Angka tersebut jauh di atas emisi karbon tahunan Formula E, bahkan jauh melampaui akumulasi bobot emisi karbonnya selama 7 tahun yang hanya sebesar 161.100 ton CO2e pada periode 2014-2021.

Hal tersebut membuat Formula E didaulat sebagai satu-satunya ajang balap mobil yang menerapkan nol-emisi karbon atau net zero carbon emissions. Artinya, jumlah emisi yang dihasilkan dari seluruh rangkaian kegiatan Formula E tidak melampaui jumlah emisi yang mampu diserap oleh bumi.

"Salah satu momen saya yang paling membanggakan adalah saat Formula E diakui sebagai ajang olahraga pertama dalam sejarah yang memiliki sertifikat net zero carbon sejak awal kelahirannya," kata CEO Formula E Jamie Reigle dalam Formula E Season 6 Sustainability Report (2020).

"Jarang ada ajang olahraga yang memiliki tujuan lebih besar dari olahraga itu sendiri, tapi Formula E punya itu," pungkas Jamie Reigle.

Menyelaraskan Formula E Jakarta dengan Visi Global

Sebagai salah satu negara tuan rumah Formula E di periode 2021/2022, Indonesia, khususnya Jakarta, berupaya menyelaraskan diri dengan berbagai visi yang diusung oleh ajang internasional ini.

Terlebih, visi Formula E terkait adopsi kendaraan listrik dan energi terbarukan tampaknya cukup relevan dengan minat masyarakat Indonesia.

Menurut laporan survei Katadata Insight Center (KIC) yang dirilis Jumat, 22 April 2022, sebagian besar masyarakat Indonesia bersedia menggunakan kendaraan listrik, baik itu berupa motor, mobil, sepeda, maupun skuter listrik. 

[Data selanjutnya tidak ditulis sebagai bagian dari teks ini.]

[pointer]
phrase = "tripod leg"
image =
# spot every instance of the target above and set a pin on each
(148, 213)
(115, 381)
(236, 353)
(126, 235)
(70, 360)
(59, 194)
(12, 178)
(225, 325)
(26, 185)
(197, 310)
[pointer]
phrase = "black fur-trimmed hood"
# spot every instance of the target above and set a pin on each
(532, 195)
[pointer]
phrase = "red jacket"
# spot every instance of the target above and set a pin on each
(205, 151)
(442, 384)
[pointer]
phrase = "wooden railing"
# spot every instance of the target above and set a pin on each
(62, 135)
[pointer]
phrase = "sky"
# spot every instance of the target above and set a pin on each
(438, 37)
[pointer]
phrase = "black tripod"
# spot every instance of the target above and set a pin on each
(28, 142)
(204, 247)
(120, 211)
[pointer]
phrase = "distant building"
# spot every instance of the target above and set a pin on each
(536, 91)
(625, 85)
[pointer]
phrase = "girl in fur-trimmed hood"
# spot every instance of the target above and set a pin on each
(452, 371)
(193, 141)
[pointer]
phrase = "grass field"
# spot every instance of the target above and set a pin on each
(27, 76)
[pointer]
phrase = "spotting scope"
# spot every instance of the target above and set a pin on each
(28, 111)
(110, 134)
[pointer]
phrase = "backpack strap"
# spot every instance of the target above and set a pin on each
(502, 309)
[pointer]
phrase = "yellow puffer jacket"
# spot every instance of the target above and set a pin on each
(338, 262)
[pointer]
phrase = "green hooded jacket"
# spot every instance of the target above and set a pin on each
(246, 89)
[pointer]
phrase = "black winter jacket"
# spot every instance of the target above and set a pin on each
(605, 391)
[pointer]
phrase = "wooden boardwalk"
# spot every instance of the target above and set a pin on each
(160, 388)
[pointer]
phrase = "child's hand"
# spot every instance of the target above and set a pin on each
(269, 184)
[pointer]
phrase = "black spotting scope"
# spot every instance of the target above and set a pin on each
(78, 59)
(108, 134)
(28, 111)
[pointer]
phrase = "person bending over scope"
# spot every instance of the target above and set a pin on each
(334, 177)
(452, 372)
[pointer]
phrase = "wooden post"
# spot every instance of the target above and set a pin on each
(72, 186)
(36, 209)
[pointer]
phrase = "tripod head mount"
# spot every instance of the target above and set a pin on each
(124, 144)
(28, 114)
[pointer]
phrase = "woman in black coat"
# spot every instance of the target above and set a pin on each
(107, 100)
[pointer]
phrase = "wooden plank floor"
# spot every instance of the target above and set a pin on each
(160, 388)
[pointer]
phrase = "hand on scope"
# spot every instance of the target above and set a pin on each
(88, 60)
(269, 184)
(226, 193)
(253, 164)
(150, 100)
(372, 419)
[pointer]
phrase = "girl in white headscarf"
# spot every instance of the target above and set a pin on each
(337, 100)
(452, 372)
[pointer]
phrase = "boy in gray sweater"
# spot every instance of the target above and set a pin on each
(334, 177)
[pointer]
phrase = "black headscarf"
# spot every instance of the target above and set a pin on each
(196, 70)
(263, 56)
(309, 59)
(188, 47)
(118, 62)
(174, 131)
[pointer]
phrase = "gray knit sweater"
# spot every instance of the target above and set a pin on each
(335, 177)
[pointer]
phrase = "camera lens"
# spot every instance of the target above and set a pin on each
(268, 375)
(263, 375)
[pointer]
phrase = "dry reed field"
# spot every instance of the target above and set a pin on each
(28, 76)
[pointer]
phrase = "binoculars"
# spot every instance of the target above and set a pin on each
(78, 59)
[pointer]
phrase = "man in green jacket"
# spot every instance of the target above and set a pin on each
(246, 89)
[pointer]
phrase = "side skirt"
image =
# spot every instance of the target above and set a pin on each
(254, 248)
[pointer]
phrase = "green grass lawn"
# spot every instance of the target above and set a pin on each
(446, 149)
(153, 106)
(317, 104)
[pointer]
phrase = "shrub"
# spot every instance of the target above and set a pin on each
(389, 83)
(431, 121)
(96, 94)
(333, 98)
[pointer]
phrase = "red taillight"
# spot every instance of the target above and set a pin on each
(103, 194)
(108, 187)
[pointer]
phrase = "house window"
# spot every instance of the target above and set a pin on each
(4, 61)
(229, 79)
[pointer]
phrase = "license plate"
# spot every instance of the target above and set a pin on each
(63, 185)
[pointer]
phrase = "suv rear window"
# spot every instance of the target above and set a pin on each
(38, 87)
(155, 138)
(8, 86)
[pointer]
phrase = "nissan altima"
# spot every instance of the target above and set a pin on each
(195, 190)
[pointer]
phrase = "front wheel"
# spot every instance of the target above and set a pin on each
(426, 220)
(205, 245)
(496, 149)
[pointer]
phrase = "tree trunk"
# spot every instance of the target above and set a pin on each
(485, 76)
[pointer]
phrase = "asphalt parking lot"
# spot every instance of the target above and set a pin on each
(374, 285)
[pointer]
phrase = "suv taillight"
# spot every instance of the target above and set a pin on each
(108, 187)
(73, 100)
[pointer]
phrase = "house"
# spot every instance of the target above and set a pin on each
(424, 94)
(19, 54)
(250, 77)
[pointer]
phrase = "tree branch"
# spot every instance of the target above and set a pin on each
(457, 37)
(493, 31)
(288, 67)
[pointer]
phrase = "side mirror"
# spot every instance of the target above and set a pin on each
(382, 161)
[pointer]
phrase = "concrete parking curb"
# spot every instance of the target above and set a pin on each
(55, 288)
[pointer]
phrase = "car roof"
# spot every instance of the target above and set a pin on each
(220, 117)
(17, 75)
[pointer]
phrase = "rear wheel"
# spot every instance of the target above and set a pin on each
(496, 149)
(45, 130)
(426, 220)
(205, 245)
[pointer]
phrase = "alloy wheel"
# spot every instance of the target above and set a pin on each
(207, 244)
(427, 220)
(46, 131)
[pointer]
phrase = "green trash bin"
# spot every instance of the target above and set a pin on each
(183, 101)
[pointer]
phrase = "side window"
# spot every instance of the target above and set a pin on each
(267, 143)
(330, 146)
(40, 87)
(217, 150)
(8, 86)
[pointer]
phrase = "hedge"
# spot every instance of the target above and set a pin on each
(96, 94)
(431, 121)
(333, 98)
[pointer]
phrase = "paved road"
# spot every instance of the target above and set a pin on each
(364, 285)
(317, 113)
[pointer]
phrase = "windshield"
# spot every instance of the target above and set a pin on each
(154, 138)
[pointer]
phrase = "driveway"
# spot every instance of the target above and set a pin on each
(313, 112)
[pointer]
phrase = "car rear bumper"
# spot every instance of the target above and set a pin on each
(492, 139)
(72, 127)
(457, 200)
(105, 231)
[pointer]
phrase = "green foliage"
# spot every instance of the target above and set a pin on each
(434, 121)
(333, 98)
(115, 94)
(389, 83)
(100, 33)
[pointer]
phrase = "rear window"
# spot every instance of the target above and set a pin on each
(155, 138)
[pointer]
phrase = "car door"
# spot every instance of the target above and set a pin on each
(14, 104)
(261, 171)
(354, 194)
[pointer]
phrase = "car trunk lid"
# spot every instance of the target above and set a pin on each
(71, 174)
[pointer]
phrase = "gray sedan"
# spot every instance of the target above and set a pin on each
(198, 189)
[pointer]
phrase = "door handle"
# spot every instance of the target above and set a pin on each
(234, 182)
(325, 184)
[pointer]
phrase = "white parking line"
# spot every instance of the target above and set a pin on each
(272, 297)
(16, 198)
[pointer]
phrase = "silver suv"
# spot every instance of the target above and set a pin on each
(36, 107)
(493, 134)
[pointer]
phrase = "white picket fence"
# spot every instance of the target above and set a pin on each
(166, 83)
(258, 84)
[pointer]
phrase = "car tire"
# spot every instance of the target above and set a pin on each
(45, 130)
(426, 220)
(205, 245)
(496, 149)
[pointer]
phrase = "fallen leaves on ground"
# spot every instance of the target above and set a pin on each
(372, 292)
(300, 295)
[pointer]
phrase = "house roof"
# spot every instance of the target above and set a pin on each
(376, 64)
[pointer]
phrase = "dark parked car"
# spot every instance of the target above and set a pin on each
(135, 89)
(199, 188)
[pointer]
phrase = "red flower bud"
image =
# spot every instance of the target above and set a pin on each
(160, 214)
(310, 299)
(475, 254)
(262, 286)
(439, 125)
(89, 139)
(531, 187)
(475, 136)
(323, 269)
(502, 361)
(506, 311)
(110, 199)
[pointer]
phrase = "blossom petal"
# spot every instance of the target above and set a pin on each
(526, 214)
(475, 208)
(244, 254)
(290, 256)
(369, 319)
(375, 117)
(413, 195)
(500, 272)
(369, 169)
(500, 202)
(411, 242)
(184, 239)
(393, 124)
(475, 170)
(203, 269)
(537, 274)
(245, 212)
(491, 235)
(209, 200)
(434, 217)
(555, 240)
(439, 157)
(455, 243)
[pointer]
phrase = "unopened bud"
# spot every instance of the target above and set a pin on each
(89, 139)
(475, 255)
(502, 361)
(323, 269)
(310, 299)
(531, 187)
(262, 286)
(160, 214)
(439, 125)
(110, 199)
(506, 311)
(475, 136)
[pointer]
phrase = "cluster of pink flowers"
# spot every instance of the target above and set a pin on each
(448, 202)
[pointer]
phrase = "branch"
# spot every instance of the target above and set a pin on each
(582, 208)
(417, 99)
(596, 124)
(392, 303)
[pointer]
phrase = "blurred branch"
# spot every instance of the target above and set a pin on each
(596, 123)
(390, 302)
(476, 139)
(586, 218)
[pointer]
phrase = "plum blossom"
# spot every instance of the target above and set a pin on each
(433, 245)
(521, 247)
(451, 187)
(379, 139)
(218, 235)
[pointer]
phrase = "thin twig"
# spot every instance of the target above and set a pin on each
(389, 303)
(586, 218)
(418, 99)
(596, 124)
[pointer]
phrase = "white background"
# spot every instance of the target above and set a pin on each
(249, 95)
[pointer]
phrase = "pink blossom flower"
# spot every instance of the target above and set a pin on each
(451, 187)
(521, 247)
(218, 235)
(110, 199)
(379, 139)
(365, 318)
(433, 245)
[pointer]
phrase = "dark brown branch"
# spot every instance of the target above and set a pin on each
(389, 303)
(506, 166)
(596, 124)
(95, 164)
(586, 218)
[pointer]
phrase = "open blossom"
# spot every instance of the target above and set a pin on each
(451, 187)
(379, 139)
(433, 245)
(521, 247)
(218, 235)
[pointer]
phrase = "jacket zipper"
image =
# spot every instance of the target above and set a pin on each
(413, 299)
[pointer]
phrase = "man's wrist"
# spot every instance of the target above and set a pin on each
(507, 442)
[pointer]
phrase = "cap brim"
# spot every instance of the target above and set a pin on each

Sayangnya, mayoritas warga belum memiliki pengetahuan terkait energi terbarukan. Dari 4.821 responden yang disurvei di seluruh Indonesia, hanya 38,6% yang sudah pernah mendengar dan mengetahui arti “energi terbarukan”. Sedangkan 34,1% lain belum tahu artinya, dan 27,3% bahkan belum pernah mendengar sama sekali. 

Melihat kondisi tersebut, gelaran Formula E Jakarta sangat potensial dimanfaatkan sebagai sarana edukasi terkait isu kendaraan listrik dan energi terbarukan untuk masyarakat Indonesia, tentunya dengan gimik balapan yang menarik dan menghibur, tepat seperti visi yang diusung Formula E sejak awal kelahirannya.

“Kami berharap bisa menginspirasi masyarakat di seluruh dunia untuk percaya bahwa melindungi lingkungan kita bukan hanya keputusan pribadi, tapi satu-satunya keputusan yang ada,” kata CEO Formula E Jamie Reigle dalam Formula E Season 7 Sustainability Report (2021).